Potential for H-DNA in the Human MUC1 Mucin Gene
Promoter
(Received for publication, February 20, 1996, and in revised form, May 9, 1996)
Kristie L.
Nelson
,
Nicole A.
Becker
§
,
Gurcharan S.
Pahwa
,
Michael A.
Hollingsworth
and
L. James
Maher
III§
From the Eppley Institute for Research in Cancer and
Allied Diseases, University of Nebraska Medical Center, Omaha,
Nebraska 68198-6805 and the § Department of Biochemistry
and Molecular Biology, Mayo Foundation, Rochester,
Minnesota 55905
Similar imperfect purine/pyrimidine mirror repeat
(PMR) elements have previously been identified upstream of the human
MUC1 mucin and CFTR genes.
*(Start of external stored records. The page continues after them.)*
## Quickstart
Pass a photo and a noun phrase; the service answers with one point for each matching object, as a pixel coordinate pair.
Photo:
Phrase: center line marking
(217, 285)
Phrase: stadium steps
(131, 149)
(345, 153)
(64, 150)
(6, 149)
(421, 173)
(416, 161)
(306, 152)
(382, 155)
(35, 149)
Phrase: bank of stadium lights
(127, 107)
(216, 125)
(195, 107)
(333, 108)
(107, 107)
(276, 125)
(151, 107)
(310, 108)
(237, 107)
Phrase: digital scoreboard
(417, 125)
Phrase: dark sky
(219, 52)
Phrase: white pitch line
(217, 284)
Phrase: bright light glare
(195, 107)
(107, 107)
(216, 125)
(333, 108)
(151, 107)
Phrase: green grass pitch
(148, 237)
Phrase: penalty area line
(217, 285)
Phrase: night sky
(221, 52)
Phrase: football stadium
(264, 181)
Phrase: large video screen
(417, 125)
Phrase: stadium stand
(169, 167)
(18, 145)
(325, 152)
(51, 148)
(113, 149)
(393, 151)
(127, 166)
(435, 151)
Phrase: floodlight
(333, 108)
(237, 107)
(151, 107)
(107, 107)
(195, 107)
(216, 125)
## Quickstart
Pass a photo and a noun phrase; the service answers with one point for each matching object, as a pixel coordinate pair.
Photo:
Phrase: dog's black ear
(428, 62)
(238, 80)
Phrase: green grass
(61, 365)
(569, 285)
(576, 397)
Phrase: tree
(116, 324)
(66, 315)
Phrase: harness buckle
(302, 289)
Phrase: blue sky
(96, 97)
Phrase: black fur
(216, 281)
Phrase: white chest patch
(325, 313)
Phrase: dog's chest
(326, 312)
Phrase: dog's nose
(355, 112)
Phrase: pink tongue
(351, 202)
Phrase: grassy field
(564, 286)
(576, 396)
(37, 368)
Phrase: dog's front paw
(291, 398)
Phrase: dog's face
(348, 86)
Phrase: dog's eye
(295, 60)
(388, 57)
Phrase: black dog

These elements
confer S1 nuclease sensitivity on isolated plasmid DNA at low pH. We
now present a detailed characterization of the non-B DNA structure
responsible for S1 nuclease sensitivity upstream of the
MUC1 gene. A ~90-base pair (bp) DNA fragment containing a
32-bp PMR element termed M-PMR3 was subcloned into a recombinant
vector. This fragment conferred S1 nuclease sensitivity on the
resulting supercoiled plasmid. High resolution mapping of sites
reactive to S1 and P1 nucleases demonstrates that cleavage occurs
within the M-PMR3 element. High resolution mapping with chemical agents
selective for non-B DNA provides evidence that M-PMR3 adopts an H-DNA
structure (intramolecular triple helix) in the less common H-y5 isomer
at low pH. This result is observed in the presence or absence of
Mg2+. Mutation of the native M-PMR3 element to create
perfect homopurine/homopyrimidine mirror symmetry alters the preferred
folding to the more common H-y3 triplex DNA isomer. These results
demonstrate that imperfections in mirror symmetry can alter the
relative stabilities of different H-DNA isomers.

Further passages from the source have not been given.